COLUMBIA — The C-SPAN 2008 campaign tour bus stretches 45 feet.
Each side of the bus, which arrived in Columbia on Friday, is decorated in red, white and blue with depictions of the White House. Inside, two large TV screens, used for presentations, hang opposite a long maroon couch. The back of the bus is a fully functioning production studio, including a table for interviews and a sound board. It is one of two buses that travel around the country promoting C-SPAN and act as a traveling production studio, where reporters can conduct interviews while on the road.
The bus program was created to bring "the world of public affairs to schools and communities nationwide," according to, its Web site, c-span.org.
Tamara Robinson, a marketing representative for C-SPAN, said that the bus is 15 years old and has more than 534,000 miles on it. Before it was a "Road to the White House" tour bus, it was a yellow bus that C-SPAN used to travel. Bill Clinton was interviewed on it.
The bus tour launched in January 2007. There are two C-SPAN representatives and a bus driver on each tour.
Friday, the bus stopped at the Mature Living Festival at the Holiday Inn Exposition Center.
Mediacom was also there helping with the event.
Joan Watson, of Columbia, said that she watches C-SPAN all the time. Friday was her first time on the bus and she said she was grateful to get to tour it.
"I think it is fabulous that the bus is going throughout the country informing people on C-SPAN," she said.
Joni Connor, of Columbia, also enjoyed her first tour of the bus. She said that she was impressed with what they do with what little money they have.
C-SPAN is funded by the cable industry. Cable companies, such as Mediacom, give five cents out of each cable bill to C-SPAN as a public service. Its budget is $55 million each year.

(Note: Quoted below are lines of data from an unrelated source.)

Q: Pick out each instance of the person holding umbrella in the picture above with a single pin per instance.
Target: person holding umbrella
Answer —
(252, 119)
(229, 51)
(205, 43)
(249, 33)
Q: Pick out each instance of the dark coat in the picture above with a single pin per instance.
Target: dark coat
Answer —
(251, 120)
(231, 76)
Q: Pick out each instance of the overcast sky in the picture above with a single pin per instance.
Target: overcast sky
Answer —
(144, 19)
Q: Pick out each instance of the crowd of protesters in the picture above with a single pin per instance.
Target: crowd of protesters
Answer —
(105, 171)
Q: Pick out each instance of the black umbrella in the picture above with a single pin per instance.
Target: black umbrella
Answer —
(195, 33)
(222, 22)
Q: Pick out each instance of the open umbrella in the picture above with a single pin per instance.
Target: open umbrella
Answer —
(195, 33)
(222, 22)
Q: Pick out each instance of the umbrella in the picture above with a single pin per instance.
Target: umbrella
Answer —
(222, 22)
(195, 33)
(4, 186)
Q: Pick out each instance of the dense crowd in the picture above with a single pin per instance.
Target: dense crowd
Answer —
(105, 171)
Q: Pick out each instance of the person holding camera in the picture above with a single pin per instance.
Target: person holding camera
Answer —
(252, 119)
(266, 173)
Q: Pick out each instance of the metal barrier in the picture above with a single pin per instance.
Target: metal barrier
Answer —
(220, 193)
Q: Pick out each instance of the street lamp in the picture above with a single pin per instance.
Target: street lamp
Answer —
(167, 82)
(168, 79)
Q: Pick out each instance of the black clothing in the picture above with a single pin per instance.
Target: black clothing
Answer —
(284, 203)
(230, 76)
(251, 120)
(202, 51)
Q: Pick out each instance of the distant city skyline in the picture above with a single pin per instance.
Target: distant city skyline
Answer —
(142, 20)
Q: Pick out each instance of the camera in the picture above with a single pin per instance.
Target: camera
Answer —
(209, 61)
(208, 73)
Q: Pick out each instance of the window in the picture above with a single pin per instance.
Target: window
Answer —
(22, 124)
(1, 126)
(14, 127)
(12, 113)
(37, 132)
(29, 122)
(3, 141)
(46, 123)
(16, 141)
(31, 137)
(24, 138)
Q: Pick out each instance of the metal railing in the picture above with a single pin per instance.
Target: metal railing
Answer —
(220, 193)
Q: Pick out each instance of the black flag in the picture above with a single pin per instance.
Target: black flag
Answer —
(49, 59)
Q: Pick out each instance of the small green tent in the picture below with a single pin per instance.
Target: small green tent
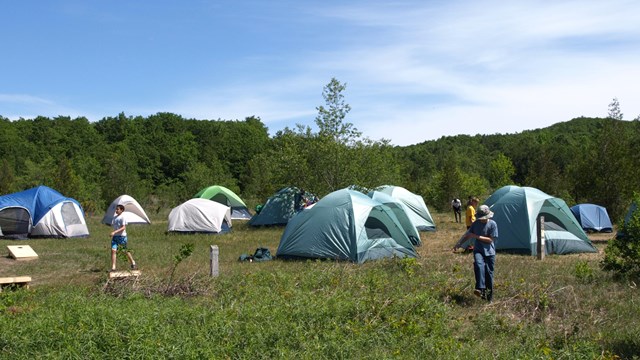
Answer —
(401, 211)
(228, 198)
(516, 210)
(345, 225)
(419, 214)
(281, 207)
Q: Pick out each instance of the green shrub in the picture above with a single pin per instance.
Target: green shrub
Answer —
(622, 255)
(583, 271)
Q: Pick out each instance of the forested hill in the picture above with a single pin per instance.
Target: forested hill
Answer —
(164, 159)
(582, 160)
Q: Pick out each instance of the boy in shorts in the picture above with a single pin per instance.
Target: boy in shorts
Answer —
(119, 238)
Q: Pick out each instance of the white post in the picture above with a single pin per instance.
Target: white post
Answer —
(540, 233)
(213, 262)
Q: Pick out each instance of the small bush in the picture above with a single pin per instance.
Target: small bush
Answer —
(583, 272)
(622, 255)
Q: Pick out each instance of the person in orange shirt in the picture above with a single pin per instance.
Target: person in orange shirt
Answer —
(470, 216)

Meredith Rapp, education program specialist for C-SPAN, joked that this is what one season of HBO's "Sopranos" costs.
Susan Schopflin, of Columbia, said that touring the bus was pretty amazing. She said the tour and presentation helped her to understand C-SPAN better, especially the lengths it goes to stay impartial and give each party equal time.
"The bus gives us an opportunity to get out into the community," Robinson said.
Rapp said that the bus is a great marketing tool.
"The only way to survive is to have people know about us," she said.
She said that this is an important tool to help keep C-SPAN on the cable lineups.
Saturday, the bus was at the Columbia Farmers' Market behind the Activity and Recreation Center at the corner of Clinkscales and Ash streets. The next stop is Des Moines on Monday where it will be visiting the Iowa State fair. The final destination for this bus will be at the Democratic and Republican national conventions in Denver and Minneapolis-St. Paul, respectively.